The new owners of JPI Media have issued a bold statement of intent by appointing Neil McIntosh as Editor-in-Chief of The Scotsman, Scotland on Sunday and Edinburgh Evening News.
He has agreed to leave his role as Managing Editor of BBC Online to spearhead the titles as part of National World Chairman David Montgomery’s drive to deliver a quality led journalistic powerhouse for the nation.
National World bought the firm last month for £10m after both Reach and DC Thomson ended their interest. McIntosh’s signing will be viewed as another coup for Montgomery and his senior management team of Mark Hollinshead and Vijay Vaghela.
According to sources at the titles, news of McIntosh’s appointment has so far been ‘warmly welcomed’.
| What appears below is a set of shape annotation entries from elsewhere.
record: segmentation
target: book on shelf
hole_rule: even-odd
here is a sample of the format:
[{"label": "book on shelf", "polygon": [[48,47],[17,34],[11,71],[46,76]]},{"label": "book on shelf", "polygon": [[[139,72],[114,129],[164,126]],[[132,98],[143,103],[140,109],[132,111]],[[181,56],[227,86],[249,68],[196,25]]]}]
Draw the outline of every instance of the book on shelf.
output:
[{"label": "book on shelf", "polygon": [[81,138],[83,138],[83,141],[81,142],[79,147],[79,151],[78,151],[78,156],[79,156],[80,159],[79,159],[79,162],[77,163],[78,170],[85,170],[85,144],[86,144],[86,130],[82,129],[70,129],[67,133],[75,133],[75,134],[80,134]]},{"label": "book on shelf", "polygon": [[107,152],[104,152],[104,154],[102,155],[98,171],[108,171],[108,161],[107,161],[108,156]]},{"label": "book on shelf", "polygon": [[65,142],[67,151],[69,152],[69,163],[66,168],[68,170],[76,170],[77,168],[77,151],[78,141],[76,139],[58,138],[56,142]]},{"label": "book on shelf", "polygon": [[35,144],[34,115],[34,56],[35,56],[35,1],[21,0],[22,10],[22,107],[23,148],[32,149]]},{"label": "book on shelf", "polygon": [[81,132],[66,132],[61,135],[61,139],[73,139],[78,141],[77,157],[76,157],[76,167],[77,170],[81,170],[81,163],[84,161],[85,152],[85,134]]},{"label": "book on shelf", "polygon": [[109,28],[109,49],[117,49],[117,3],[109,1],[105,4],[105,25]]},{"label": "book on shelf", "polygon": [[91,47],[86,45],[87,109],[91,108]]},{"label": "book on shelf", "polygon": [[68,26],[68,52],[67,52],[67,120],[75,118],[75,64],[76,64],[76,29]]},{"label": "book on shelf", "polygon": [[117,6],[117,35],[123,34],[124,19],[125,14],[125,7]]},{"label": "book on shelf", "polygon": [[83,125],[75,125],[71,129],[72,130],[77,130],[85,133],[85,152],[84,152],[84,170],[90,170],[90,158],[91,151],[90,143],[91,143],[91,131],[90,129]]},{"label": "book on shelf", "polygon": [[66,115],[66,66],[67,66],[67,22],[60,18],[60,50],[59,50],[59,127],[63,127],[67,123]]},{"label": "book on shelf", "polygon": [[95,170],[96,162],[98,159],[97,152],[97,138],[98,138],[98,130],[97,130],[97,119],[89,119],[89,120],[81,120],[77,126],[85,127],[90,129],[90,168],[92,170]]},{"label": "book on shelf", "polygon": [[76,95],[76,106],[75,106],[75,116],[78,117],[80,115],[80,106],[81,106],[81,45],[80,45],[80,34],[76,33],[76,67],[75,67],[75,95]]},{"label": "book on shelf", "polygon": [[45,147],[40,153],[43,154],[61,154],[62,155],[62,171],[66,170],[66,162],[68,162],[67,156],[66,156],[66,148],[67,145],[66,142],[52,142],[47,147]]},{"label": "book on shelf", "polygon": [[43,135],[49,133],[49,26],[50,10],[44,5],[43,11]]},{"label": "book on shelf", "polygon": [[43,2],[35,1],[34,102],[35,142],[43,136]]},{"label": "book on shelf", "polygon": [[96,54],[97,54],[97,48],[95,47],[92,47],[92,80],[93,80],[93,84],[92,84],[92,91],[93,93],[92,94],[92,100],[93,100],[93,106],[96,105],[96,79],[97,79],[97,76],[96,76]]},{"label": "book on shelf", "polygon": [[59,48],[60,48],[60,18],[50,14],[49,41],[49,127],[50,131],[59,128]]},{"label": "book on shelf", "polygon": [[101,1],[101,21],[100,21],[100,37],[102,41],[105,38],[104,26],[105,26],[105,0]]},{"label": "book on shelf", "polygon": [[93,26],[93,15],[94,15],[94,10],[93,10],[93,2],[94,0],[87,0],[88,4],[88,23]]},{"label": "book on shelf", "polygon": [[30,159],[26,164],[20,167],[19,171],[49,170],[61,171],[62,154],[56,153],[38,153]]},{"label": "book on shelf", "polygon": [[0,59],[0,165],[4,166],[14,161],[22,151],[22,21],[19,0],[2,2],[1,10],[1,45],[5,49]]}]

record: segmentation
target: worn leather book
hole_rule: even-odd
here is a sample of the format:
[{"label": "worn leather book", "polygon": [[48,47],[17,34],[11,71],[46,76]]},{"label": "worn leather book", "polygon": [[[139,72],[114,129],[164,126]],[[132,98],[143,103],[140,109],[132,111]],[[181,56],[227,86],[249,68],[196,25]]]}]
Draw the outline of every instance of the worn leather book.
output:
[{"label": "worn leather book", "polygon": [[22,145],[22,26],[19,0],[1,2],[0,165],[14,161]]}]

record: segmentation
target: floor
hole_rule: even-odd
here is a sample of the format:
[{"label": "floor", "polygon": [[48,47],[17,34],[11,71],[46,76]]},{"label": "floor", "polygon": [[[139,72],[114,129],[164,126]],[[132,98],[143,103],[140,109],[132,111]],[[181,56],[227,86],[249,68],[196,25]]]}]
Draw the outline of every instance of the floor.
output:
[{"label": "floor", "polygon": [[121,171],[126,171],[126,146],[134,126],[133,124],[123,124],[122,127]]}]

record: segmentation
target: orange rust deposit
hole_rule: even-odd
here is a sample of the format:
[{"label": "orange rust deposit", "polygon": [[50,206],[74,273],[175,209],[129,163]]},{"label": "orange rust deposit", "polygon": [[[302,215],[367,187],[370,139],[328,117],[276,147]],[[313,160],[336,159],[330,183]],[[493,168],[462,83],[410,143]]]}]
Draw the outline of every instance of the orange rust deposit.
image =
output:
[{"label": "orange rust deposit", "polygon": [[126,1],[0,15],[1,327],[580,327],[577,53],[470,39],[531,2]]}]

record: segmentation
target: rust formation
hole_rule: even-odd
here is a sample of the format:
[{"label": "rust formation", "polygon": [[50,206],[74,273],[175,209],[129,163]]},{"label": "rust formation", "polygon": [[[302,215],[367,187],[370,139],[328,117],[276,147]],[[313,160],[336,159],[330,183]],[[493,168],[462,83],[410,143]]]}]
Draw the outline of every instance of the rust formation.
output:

“Neil will provide that leadership and the highest standards of reporting for The Scotsman at this important time.”David Montgomery, Chairman, National World
He is initially expected to focus on growing the business by exploiting the brand’s potential through “unmissable journalism”, building on quality across business, politics, opinion, the environment, education, Scottish lifestyle and the arts.
Details were revealed in today’s digital and print editions.
McIntosh said: “I’ve been impressed by David’s vision and ambition for The Scotsman, Edinburgh Evening News and Scotland on Sunday.
‘Under National World’s ownership there’s a brilliant opportunity to build The Scotsman’s position as Scotland’s National Newspaper, and develop unmissable journalism that gets to the heart of the country, and the communities within it.”
He added: “The strength and dedication of the newsroom has been evident through the last very difficult year.
“I’m looking forward to working with the team to build on the titles’ strength online, and in print.”
National World plans to ensure each publication has a ‘distinct personality reflecting the different audiences served’ – a departure from the trend towards centralisation.
Montgomery said: “Our Scottish newspapers with The Scotsman as the flagship title, will support their communities by publishing reliable journalism produced by knowledgable writers who live locally.
“The editors are asked to provide leadership in holding our democratic institutions to account and advancing the economic interests of each community.
“Neil will provide that leadership and the highest standards of reporting for The Scotsman at this important time.”
McIntosh helped transform UK journalism during the 2000s, being dubbed the ‘Godfather of Blogging’ and leading the introduction of key technological advancements such as the use of audio and video, for a clutch of global brands.
He began his professional career as a sub-editor with the Edinburgh Evening News in 1997 after graduation with both an HND and BA in journalism from the city’s Edinburgh Napier University, making this appointment something of a professional homecoming.
He would later go on to work as a freelance for titles including The Herald, Scottish Daily Express and The Scotsman, where he wrote a weekly column on the then emerging world of the Internet where he was to eventually make his name.
After a spell as Duty Editor with ITV and C4 text service, Teletext, he joined The Guardian in a decade long year career.
He served first as Deputy Editor of the pioneering Guardian Online web operation and later as Assistant Editor, driving the growth of Guardian Unlimited before being promoted again to Head of Editorial Development for guardian.co.uk.
The holder of an MBA, Masters in Business Administration and graduate of the IESE Business School, he was named Editor for the business facing WSJ.com Europe, in 2009, to launch the European chapter of the site. He became Deputy Editor for the operation just two and a bit years later leading it through rapid expansion and growth.
He was lured to the BBC in 2013 to become Managing Editor of BBC Online, tasked with ensuring it became a more engaging destination site for users through operational and strategic leadership. There his team delivered a home page audience of 8m a week, with more than a billion clicks a year.
His return to Scotland happens at a time when all the nation’s major publishers are involved in something of a long-overdue arms race for audience and advertisers.
It comes a year after previous incumbent Frank O’Donnell announced he was leaving to join rivals DC Thomson to help head up their digital transformation called Project Apollo.